What this project actually shows
It's small data — 100k orders fits in a laptop's memory — so the engineering on display isn't performance at scale. What it shows is the shape of warehouse work:
- Source modeling. Each of the 9 raw tables becomes a staging view that renames, casts, and applies dedup logic where the source has it (reviews are 1-many per order in the raw; staging collapses to the latest).
- Conformance. dim_geography is shared by customer and seller; dim_date is role-played 3× on fact_orders. These choices keep the schema readable and the join story honest.
- SCD2 done correctly. dim_customer keys on a surrogate built from (customer_unique_id, valid_from). Fact rows join through the version that was current at order_purchase_timestamp.
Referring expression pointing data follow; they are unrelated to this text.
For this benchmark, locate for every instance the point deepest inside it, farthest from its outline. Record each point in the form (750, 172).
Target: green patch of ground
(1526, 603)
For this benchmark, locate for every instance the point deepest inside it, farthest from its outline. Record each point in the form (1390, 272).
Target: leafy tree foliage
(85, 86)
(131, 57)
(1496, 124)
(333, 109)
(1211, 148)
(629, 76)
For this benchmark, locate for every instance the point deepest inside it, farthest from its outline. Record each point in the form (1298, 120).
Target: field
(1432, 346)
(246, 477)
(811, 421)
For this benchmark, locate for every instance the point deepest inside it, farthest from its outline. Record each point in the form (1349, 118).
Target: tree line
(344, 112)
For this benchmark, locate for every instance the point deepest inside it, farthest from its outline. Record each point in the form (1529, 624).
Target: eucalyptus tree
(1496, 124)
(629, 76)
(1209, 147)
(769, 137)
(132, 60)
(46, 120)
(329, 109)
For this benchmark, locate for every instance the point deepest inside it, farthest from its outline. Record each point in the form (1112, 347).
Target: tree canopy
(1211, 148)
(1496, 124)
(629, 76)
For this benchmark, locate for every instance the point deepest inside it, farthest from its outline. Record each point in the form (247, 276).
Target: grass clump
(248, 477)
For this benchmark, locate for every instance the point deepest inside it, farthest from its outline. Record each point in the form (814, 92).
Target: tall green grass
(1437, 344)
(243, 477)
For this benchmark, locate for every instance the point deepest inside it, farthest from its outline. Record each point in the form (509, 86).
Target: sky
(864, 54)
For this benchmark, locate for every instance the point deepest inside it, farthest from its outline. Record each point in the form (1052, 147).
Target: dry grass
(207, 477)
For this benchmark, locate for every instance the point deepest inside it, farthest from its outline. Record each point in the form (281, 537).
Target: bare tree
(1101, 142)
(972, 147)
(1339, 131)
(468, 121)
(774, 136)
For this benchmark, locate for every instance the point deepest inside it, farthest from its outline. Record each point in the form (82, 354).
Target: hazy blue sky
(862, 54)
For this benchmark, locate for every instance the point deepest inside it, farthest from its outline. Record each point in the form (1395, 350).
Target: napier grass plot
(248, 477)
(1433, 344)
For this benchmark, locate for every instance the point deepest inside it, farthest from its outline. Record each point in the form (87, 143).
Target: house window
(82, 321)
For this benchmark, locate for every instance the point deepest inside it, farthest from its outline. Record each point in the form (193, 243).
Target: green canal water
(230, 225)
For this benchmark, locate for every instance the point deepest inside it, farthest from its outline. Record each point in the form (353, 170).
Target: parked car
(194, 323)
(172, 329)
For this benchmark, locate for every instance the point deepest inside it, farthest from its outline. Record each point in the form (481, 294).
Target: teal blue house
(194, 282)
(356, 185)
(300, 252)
Customers who moved between orders produce multiple dim rows; orders correctly attribute to the city they were in at the time.
- dbt discipline. schema.yml with column tests (unique, not_null, accepted_values, relationships), source freshness checks, a packages.yml with versioned dbt_utils. The tests run on every build; a regression in the upstream CSV would fail the build before it landed in the marts.
- Snowflake patterns that matter. Cluster key on fact_orders.purchase_date_key (the dimension every dashboard filters by first), QUALIFY for top-N-per-group (clean), mode() for a categorical aggregation in dim_geography, role-based access with a WAREHOUSE_DEV role that has CREATE on the schemas but no ACCOUNTADMIN.
Stack
| Layer | Tool | |---|---| | Source | Kaggle Olist CSVs (real, public) | | Warehouse | Snowflake Standard (trial — $400 credit lasts months at this scale) | | Ingest | Snowflake CLI + Python connector (PUT + COPY INTO) | | Transform | dbt Core with dbt_utils | | Tests | dbt schema tests + source freshness | | Presentation | Hand-coded SVG charts on this page (no third-party iframe) |
Where this goes next
The honest follow-ups, in priority order:
- Incremental materialisation on fact_orders. At 112k rows the full rebuild is sub-second; at 10M it wouldn't be. Strategy: unique_key = (order_id, order_item_id), partition on purchased_at, rebuild only the trailing 90 days.
- An accumulating_snapshot for the order lifecycle. Right now the lifecycle (purchase → approve → ship → deliver → review) is burned into columns on fact_orders. An accumulating snapshot would surface the per-stage latency story directly.
- A fact_review at the comment grain. Currently reviews are denormalized onto fact_orders. If the analysis turned toward review-text mining (sentiment, topic clustering), that grain change becomes load-bearing.
The repo lives at github.com/nathanaelhub/olist-warehouse. All the SQL, DDL, dbt models, and the three highlight queries are there; the README walks through standing up the trial account and running the loads.